The ten Sector Working Groups (SWGs) are the key coordination platforms for each thematic area of development in Lao PDR’s Round Table Process. They are led by the Government and include donors, civil society organisations and representatives from the private sector.
The groups serve as discussion forums, aim build consensus on development priorities, and make development cooperation more effective, as set out in the Vientiane Declaration of 2015.
A relevant Ministry Chairs each group, and a development partner, based on their expertise, Co-Chairs.
The Department for International Cooperation (DIC) in the Ministry of Planning and Investment (MPI) serves as an overall coordinating agency. The Department also manages the meetings of SWG Chairs and Co-Chairs.
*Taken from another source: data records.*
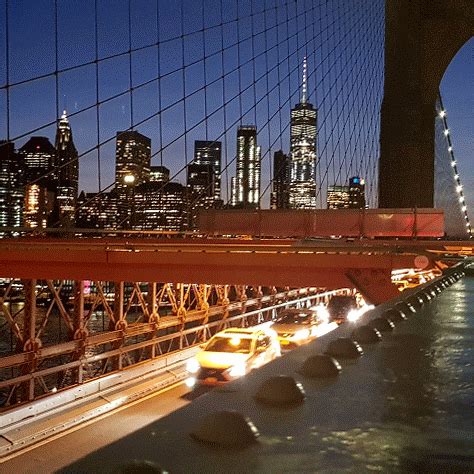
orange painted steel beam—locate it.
[0,240,422,288]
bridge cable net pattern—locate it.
[0,0,384,406]
[434,94,472,239]
[0,0,384,231]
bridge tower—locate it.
[379,0,474,208]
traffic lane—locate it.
[0,383,191,474]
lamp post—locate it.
[123,174,136,229]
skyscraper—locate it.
[54,111,79,227]
[327,184,349,209]
[115,130,151,194]
[193,140,222,201]
[0,140,24,236]
[115,131,151,228]
[19,137,56,228]
[289,58,317,209]
[270,150,290,209]
[233,125,260,209]
[349,176,365,209]
[132,182,189,232]
[186,162,216,229]
[76,191,117,230]
[150,165,170,184]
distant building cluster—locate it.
[270,58,366,209]
[0,58,365,236]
In preparation for the 12th High-Level Round Table Meeting, a pre-consultation involving all Chairs and Co-Chairs of the each Sector Working Group took place on 13th November 2015.
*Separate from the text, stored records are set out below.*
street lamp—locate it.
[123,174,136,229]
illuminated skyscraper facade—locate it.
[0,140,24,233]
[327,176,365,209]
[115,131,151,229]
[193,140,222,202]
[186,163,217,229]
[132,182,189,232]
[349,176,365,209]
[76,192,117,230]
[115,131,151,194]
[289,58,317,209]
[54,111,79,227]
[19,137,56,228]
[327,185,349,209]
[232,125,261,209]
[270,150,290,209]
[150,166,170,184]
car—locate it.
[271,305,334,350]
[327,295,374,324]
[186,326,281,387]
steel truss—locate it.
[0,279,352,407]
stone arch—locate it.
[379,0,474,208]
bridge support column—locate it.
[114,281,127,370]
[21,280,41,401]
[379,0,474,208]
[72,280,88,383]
This SWG mechanism was formed in 2005 when the Ministry of Foreign Affairs announced the Government’s wish to merge the existing donor and government working groups.
Since then the joint Government-donor SWG mechanism has served as an operational tool for the merging of the NGPES (the first Poverty Reduction Strategy Paper as classified by the World Bank) with the NSEDP process.
In June 2005, Lao PDR had Eight Sector Working Groups to support the formulation, implementation and monitoring the NSEDP 2006-2010. These were:
A series of changes have occurred since 2005. In March 2007, a review of the SWGs was conducted by UNDP on request from the Government.. The review provided recommendations to improve the mechanism and to better respond to the needs of the Government and the development community. The recommendations were taken into consideration to sharpen roles and mandates of each group.
Since early 2008, DIC has consulted with Line Ministries and Development Partners to facilitate internal reorganization and the strengthening of SWGs. This has included the preparation of annual work plans for each group, which should be linked to the Round Table Process.
In 2012, in line with the country’s needs and after extensive consultations, the Government expand the groups from eight to ten.